Research Team: Stephen G. Ritchie (lead), Youngeun Bae, and Craig Rindt
UC Campus(es): UC Irvine
Problem Statement: California has set ambitious goals to transition all drayage trucks to zero-emission vehicles (ZEVs) by 2035 and, where feasible, transition the remaining medium- and heavy-duty vehicles (M/HDVs) to ZEVs by 2045. However, ZEV adoption in the M/HDV sector has been slow, primarily due to significant challenges faced by fleet operators. These challenges include the high initial expenses associated with vehicle acquisition and the construction of fueling/charging infrastructure. They also involve the complexities of infrastructure installation and maintenance, along with concerns about the operational and financial risks linked to ZEVs. These barriers can be particularly acute for specific fleet segments, notably those with limited physical space for charging/fueling facilities or those characterized by lower risk tolerance, a common trait among smaller fleets and owner-operators. To address these barriers effectively, it is necessary to explore innovative solutions for ZEV procurement, beyond conventional buying or leasing methods. Accordingly, the Innovative Small e-Fleet Program by the California Air Resources Board (CARB) supports such solutions, including flexible leases, short-term rentals, Truck-as-a-Service (TaaS), and other mechanisms. TaaS is an application of a “servitized” business model where customers pay for the service on a per-use basis, encompassing both the usage of trucks and the associated fueling/charging. The servitized model has the potential to reduce the total cost of ownership; however, the implications of TaaS on the transition to zero-emission M/HDVs is unknown.

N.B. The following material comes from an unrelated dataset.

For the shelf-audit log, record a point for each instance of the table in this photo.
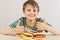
(12, 37)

Project Description: This research aims to comprehensively assess the role of TaaS in California’s ZEV transition from various perspectives. By enhancing an existing tool created by the research team in a previous project and by leveraging fleet survey and interview data from ongoing projects, this project will explore diverse TaaS offerings. The researchers will assess their cost-effectiveness across fleet segments and analyze long-term implications on the overall fleet transition. Equity and job considerations will also be addressed as well, with a focus on equity issues for disadvantaged fleets and implications for job creation and worker training. The research findings will fill a knowledge gap and generate practical insights for promoting ZEV adoption through innovative solutions.